Zi Jin levantó los párpados y vio a Dugu Xihui sentada a su lado con expresión sombría. Inmediatamente tomó los palillos que tenía al lado, negó con la cabeza rápidamente y fingió estar ocupada picoteando el arroz blanco de su tazón.

Los ojos penetrantes y afilados de Dugu Xihui seguían fijos en Zi Jin. Zi Jin, disimuladamente, alzó la vista y se encontró con la mirada feroz de Dugu Xihui. Inmediatamente bajó la cabeza y comenzó a comer su arroz con todas sus fuerzas.

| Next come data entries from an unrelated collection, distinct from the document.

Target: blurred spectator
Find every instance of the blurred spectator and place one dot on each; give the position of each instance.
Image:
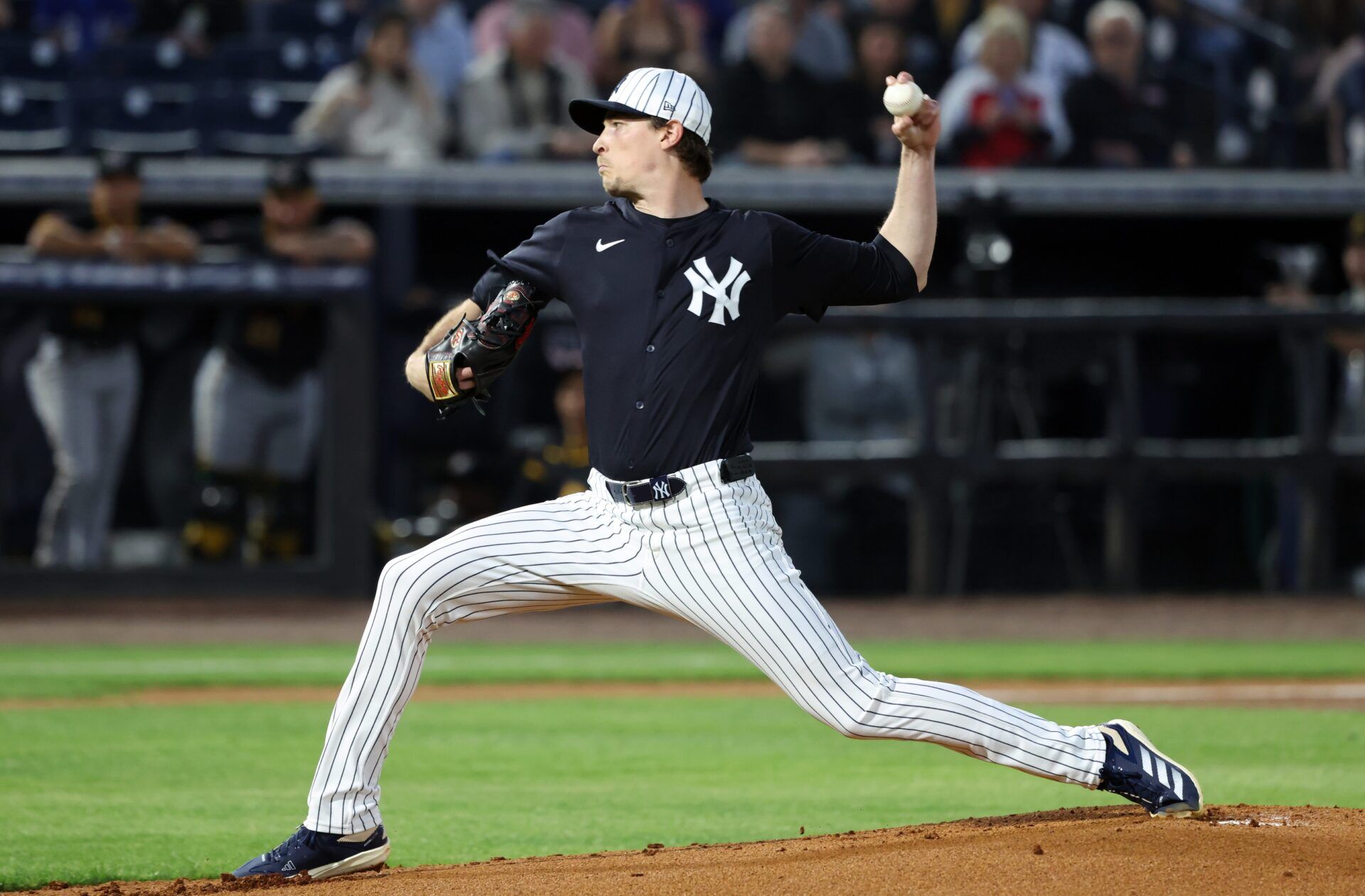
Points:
(820, 47)
(258, 394)
(441, 44)
(1057, 55)
(1200, 47)
(1118, 118)
(953, 16)
(866, 126)
(378, 107)
(1337, 44)
(84, 381)
(771, 112)
(648, 34)
(994, 112)
(560, 468)
(197, 25)
(923, 53)
(572, 32)
(82, 26)
(515, 101)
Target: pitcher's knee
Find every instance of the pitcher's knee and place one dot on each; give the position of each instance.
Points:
(417, 585)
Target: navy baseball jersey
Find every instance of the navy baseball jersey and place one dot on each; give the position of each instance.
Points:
(673, 315)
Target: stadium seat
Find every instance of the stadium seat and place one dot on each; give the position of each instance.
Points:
(136, 117)
(32, 59)
(33, 118)
(276, 59)
(149, 60)
(257, 119)
(310, 18)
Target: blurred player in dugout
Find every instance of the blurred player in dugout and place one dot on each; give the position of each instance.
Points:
(258, 394)
(84, 379)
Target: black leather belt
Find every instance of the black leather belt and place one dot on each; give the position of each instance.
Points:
(648, 491)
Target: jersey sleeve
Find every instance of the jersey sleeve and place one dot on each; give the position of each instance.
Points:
(535, 261)
(817, 270)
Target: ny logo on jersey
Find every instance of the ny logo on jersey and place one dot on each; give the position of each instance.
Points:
(703, 283)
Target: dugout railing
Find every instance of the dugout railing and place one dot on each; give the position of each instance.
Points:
(343, 497)
(1121, 460)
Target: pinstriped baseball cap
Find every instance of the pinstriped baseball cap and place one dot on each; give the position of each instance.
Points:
(650, 92)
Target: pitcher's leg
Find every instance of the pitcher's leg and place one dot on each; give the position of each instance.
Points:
(544, 557)
(732, 577)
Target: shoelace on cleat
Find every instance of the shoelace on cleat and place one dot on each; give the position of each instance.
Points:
(302, 836)
(1136, 784)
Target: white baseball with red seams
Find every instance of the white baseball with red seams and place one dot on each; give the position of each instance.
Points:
(903, 99)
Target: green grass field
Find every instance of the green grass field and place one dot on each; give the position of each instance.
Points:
(99, 793)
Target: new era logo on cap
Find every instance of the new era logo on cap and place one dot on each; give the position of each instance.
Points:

Una leve sonrisa asomó en los ojos de Dugu Xihui, y su semblante ya no era tan sombrío como antes. Con elegancia, tomó los palillos que tenía al lado, escogió un trozo de pescado y lo colocó en el cuenco de Zi Jin; sus movimientos fueron naturales y cercanos.

Zi Jin frunció el ceño, mirando los peces en su pecera con expresión preocupada, y le lanzó una mirada furtiva a Dugu Xihui. Dugu Xihui notó la mirada de Zi Jin y la fulminó con la mirada con fiereza.

Zi Jin se estremeció y rápidamente se llevó el pescado a la boca. Sin masticarlo, se lo tragó entero, apretando los dientes con resentimiento.

Finalmente, Dugu Xihui no pudo evitar soltar una carcajada.

Zi Jin levantó la cabeza con expresión inexpresiva, mirando fijamente la sonrisa descarada de Dugu Xihui. Su rostro palideció, se puso rojo y luego verde. Aunque tardó un instante en reaccionar, se dio cuenta de que la habían engañado. Miró furiosa a Dugu Xihui, con el rostro completamente rojo.

Dugu Xihui se dio cuenta de que Zi Jin estaba realmente enfadada, así que reprimió una risa e imitó a Zi Jin, fingiendo estar ocupada mientras cogía sus palillos y comía elegantemente el arroz de su cuenco.

Tras permanecer atónito durante un largo rato, Zi Jin cogió enfadado las verduras que había sobre la mesa y las puso en el cuenco de Dugu Xihui.